Fury propelled Tayree’s feet faster down the winding trails through the rock, until she burst out into the common area. The fire seemed to be more black smoke than flame, and she prayed it was already under control. She saw no other Wind Walkers, no signs of her brothers, and knew she was the first healer to reach the site of the disaster. Figures emerged from the smoke, two men dragging a third with them, putting him down on his back on the thick carpet of moss that filled the common area. Tayree slung her healer’s bag off her shoulder as she ran the short distance, and went down on her knees over the first victim before she recognized the face.

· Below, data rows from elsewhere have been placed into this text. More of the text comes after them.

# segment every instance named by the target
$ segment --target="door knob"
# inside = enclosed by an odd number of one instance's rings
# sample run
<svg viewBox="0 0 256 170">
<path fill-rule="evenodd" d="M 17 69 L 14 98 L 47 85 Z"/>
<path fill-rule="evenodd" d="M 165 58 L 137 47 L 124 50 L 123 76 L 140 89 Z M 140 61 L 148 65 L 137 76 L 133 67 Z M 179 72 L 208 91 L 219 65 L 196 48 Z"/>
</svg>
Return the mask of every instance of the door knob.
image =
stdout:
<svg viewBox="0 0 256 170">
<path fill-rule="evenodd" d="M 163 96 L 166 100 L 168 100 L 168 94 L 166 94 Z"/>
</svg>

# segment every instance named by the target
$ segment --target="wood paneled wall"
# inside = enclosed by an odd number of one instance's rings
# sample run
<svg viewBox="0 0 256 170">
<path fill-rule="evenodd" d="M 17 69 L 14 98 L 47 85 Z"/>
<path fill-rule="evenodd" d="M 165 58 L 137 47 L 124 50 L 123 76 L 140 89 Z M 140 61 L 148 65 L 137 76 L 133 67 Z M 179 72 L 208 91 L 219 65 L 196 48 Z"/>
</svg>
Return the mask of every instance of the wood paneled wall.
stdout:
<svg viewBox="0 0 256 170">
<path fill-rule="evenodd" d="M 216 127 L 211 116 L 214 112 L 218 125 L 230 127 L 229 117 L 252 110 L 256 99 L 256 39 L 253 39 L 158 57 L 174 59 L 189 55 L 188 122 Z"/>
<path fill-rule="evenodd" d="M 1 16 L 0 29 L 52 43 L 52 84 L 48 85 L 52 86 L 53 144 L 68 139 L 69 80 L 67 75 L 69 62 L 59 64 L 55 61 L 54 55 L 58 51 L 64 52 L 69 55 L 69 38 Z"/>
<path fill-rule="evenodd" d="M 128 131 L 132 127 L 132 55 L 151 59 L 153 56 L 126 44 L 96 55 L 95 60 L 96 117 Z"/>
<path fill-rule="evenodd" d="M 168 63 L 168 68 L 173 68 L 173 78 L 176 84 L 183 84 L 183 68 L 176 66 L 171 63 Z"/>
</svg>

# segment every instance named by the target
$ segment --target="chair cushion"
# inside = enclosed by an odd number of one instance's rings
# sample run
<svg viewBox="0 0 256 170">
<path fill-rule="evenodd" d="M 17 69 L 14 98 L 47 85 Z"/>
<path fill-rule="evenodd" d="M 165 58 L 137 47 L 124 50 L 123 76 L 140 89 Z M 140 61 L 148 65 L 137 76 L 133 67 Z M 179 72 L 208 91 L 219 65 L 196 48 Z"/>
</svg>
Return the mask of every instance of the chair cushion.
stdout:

Danton was a friend of Juras and Joktan, his hair so pale gold it looked white in strong sunlight. His hair and face and clothes were smudged with smoke. Tayree welcomed the fury that rose up in her chest when she saw the dark red of dried blood that turned the back of his head into a crusty mass of hair and dirt. The fury warmed her and steadied her hands as she bent to her work.

Two others needed her help, both suffering from inhaling smoke as they fought the flames. Tayree was grateful to send them home with packets of herbs to put in boiling water, to breathe the fumes and clear their lungs. Danton was the only one injured, and he was awake and swearing before she finished cleaning and sewing his wound. His pupils dilated normally and he said he felt no dizziness, and that was a good sign. Tayree gladly gave him over to her older brothers’ care, and they dragged him home to his wife, teasing him about being asleep on duty.

“He wasn’t,” Talon said, joining her once the trio were safely on their way. He squatted next to Tayree, helping her clean up the detritus of bloody cloth and dirty wash water. “It would take someone of superior skill to sneak up on Danton. Why would anyone want to set fire to our supplies? Anyone who hates the Sentinels that much…well, if Koh’hani raiders went to so much trouble to burn our winter supplies, they would have done more damage than just batter Danton’s head in and set the fire.”

“I heard Aarman sending his team out to check all the watch posts and see who isn’t on duty,” Tayree said. “You’re right. There’s something odd about this picture.” She shivered, and nodded thanks when her brother flung her cloak around her shoulders.

“Are you all right?” He handed the bucket to someone else to dump out the dirty water, and helped her stand.

Tayree laughed breathlessly and pressed a hand against her breast. It ached from the growing pressure of milk. That was a surer sign of time’s passage than the last few streaks of bloody sunset still trickling across the sky in the far distance. Talon nodded, offering a crooked grin of understanding. He hooked his arm through hers and hurried her out of the common area, heading for home. Through their twin-bond, they shared their impressions of the fire and what they had heard other people say while they worked together on Danton and the other two victims.

All thoughts and even her breath fled when Tayree walked up the wide ledge and approached the door of their cave home. The door hung open. A dark shape in the doorway resolved into the Chaiqua, when she drew a few steps closer. A few more steps revealed the arrows bristling all over the beast’s body, and puddles of blood lying in congealing pools.